During the Dublin lockout (1913–14), he helped organise British trade-union support for Larkinism, suggested privately that strikers should arm themselves in self-defence against the police, and wrote repeatedly to John Dillon (qv) criticising IPP passivity and failure to condemn police violence. He strongly supported the British effort in the first world war, paying two visits to the USA to try to arouse American sympathy for the allied cause. He publicly condemned the 1916 rising, and in 1917 addressed several meetings in Tyrone to rally Redmondite support, claiming the IPP had kept conscription from Ireland and accusing Sinn Féin leaders (including Dr Patrick McCartan (qv)) of being double agents paid by Orangemen to wreck home rule. This campaign relied heavily on support from the exclusively catholic AOH. A meeting addressed by McGhee in Omagh broke up in rioting between Redmondites and republicans (25 September 1917). He participated in the 1918 anti-conscription campaign, addressing meetings in Lurgan and Omagh, but did not contest the 1918 general election (his seat was abolished in boundary changes). Instead he toured Scotland campaigning for Liberal and Labour candidates endorsed by the UIL. Around this time, if not earlier, McGhee moved from Lurgan to Glasgow.

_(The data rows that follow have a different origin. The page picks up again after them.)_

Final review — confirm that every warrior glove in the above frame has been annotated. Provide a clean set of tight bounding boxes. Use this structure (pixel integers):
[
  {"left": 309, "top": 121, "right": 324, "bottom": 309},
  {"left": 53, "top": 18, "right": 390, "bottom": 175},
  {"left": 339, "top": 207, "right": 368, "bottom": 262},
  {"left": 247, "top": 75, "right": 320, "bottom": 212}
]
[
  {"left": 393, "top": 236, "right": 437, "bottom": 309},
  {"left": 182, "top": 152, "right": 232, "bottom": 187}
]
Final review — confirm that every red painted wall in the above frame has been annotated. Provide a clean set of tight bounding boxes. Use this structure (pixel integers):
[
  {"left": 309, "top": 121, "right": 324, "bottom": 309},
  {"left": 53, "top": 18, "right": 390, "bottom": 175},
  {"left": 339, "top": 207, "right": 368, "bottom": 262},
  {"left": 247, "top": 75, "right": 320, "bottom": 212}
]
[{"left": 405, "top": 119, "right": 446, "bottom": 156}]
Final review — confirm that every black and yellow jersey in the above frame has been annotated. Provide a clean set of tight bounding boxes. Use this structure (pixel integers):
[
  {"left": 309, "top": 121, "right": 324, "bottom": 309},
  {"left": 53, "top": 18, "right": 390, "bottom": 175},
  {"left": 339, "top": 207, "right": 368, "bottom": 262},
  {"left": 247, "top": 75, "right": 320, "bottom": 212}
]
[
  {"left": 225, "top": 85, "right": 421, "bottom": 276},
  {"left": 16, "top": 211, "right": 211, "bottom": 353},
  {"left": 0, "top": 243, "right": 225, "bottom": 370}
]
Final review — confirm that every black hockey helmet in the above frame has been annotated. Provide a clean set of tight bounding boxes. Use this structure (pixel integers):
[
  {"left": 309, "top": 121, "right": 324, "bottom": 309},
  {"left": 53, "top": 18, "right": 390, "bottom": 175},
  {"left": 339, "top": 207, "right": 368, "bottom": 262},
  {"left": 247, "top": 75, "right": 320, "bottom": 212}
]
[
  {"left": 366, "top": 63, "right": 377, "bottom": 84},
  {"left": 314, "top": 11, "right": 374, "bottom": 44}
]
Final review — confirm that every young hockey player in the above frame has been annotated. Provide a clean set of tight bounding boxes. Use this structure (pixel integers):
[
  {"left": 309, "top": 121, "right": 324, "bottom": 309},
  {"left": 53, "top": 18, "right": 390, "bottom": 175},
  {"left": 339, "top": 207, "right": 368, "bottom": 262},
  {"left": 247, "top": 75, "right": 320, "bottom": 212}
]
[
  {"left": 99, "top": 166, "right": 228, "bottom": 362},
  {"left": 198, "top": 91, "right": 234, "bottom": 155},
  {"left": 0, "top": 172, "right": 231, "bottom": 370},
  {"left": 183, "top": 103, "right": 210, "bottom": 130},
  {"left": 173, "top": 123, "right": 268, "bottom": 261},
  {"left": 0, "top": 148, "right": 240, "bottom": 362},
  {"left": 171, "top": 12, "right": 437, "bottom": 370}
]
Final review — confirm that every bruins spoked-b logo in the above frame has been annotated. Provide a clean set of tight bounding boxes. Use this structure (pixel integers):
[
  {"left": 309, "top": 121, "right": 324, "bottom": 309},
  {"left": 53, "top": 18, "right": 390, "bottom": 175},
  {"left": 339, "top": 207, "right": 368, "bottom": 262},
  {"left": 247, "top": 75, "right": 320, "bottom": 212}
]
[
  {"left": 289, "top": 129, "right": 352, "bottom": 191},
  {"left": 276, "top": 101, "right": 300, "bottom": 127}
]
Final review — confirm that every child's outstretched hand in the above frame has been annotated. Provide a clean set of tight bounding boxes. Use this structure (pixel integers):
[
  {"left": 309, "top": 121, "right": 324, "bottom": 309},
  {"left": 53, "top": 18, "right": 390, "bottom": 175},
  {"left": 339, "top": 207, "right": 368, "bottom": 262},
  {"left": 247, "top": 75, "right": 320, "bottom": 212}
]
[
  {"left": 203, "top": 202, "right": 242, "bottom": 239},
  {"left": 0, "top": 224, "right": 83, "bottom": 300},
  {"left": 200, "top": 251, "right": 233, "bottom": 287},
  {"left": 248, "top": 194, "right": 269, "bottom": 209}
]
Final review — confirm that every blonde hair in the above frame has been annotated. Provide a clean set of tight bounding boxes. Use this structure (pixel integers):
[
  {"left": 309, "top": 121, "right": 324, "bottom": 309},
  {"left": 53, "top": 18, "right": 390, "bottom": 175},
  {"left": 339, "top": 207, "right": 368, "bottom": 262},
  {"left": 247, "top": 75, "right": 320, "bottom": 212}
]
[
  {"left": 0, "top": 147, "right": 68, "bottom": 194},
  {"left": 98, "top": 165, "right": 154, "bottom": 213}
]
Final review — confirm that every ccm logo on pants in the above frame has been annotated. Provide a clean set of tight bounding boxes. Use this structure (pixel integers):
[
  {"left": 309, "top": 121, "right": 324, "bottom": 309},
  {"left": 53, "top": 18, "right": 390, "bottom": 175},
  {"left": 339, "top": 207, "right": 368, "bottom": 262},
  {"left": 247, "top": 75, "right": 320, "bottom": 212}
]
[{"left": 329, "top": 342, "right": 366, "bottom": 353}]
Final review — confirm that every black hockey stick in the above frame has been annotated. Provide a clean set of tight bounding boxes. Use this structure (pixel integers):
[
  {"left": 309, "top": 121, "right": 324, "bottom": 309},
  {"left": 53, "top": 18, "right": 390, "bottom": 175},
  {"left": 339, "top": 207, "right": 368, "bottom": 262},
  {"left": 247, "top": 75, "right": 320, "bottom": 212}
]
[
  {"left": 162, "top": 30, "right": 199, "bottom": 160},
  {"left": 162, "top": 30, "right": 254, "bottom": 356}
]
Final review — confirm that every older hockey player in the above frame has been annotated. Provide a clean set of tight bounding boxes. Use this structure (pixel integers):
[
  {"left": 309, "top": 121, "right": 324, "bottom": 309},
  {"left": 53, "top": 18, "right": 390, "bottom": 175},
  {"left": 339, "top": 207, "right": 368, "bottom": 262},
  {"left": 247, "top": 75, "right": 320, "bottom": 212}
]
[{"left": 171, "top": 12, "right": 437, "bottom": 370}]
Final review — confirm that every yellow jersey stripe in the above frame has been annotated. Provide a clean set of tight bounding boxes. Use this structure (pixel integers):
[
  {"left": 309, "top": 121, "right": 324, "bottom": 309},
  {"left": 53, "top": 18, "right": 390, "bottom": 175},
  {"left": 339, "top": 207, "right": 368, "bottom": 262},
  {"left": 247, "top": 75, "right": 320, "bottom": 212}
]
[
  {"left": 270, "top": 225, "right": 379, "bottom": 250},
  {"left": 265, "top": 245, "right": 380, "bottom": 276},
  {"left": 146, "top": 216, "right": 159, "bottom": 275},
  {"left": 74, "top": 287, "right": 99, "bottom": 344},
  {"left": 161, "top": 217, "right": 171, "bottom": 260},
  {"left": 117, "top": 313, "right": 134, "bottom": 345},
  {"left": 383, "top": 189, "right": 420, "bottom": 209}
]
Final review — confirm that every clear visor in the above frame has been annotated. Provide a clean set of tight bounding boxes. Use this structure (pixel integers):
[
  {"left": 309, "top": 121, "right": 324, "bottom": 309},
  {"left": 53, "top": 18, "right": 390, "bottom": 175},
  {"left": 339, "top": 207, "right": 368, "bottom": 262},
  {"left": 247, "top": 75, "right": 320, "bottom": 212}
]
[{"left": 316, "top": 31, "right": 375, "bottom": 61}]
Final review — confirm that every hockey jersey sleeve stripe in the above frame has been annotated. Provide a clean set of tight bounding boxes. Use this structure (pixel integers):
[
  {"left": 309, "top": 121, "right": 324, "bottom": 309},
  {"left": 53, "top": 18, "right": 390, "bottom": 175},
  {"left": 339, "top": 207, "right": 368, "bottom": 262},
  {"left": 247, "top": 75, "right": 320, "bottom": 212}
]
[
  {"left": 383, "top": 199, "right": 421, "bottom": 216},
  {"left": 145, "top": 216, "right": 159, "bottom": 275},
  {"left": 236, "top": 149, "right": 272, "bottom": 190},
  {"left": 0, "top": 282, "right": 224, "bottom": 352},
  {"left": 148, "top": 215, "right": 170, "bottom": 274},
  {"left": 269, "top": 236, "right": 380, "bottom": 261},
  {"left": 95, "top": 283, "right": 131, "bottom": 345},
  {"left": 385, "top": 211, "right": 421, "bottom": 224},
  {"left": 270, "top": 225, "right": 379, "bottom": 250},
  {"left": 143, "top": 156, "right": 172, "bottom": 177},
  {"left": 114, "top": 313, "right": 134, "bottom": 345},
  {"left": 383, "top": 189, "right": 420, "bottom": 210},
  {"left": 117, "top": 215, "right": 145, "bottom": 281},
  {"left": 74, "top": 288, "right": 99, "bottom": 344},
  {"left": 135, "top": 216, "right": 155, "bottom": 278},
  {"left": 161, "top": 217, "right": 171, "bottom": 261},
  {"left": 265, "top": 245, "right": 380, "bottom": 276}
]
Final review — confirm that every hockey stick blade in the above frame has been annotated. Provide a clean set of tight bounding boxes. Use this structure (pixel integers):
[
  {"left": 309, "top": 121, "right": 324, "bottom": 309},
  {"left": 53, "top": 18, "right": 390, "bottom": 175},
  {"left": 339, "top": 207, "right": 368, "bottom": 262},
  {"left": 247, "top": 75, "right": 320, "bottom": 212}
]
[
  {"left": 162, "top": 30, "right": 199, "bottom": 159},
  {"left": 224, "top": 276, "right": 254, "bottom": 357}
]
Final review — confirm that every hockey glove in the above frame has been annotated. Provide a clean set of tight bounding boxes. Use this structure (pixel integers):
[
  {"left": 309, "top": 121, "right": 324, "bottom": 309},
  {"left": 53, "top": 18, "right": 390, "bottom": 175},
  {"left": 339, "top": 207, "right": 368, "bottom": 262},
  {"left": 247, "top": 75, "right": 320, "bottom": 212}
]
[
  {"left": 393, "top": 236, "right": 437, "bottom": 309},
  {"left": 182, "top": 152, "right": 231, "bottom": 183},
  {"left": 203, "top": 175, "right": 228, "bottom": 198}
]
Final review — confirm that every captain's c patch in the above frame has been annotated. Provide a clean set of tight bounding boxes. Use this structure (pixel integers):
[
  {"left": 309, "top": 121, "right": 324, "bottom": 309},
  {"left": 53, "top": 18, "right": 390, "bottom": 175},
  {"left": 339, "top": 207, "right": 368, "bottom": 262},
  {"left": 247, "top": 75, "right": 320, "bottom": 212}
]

McGhee married (20 July 1880) Mary Campbell (d. 1948); they had five sons and one daughter. He died on 7 April 1930 from pneumonia at his residence in Partickhill, Glasgow; his health had been in long-term decline. His remains were cremated without a religious service. His youngest son, Henry George McGhee (1899–1959), born in Lurgan, was Labour MP for Penistone (Yorkshire) (1935–59) and after 1945 was a leading member of the anti-partitionist Friends of Ireland parliamentary group.
Richard McGhee is chiefly remembered by British labour historians. Considering his longevity and prominence as an Ulster protestant nationalist, he has received relatively little attention from Irish historians, possibly because of his home rule commitment and non-Marxist form of radicalism. His career serves as a reminder that the IPP was an ideological conglomerate, containing radicals as well as petit-bourgeois conservatives, and was active in British as well as Irish political contexts.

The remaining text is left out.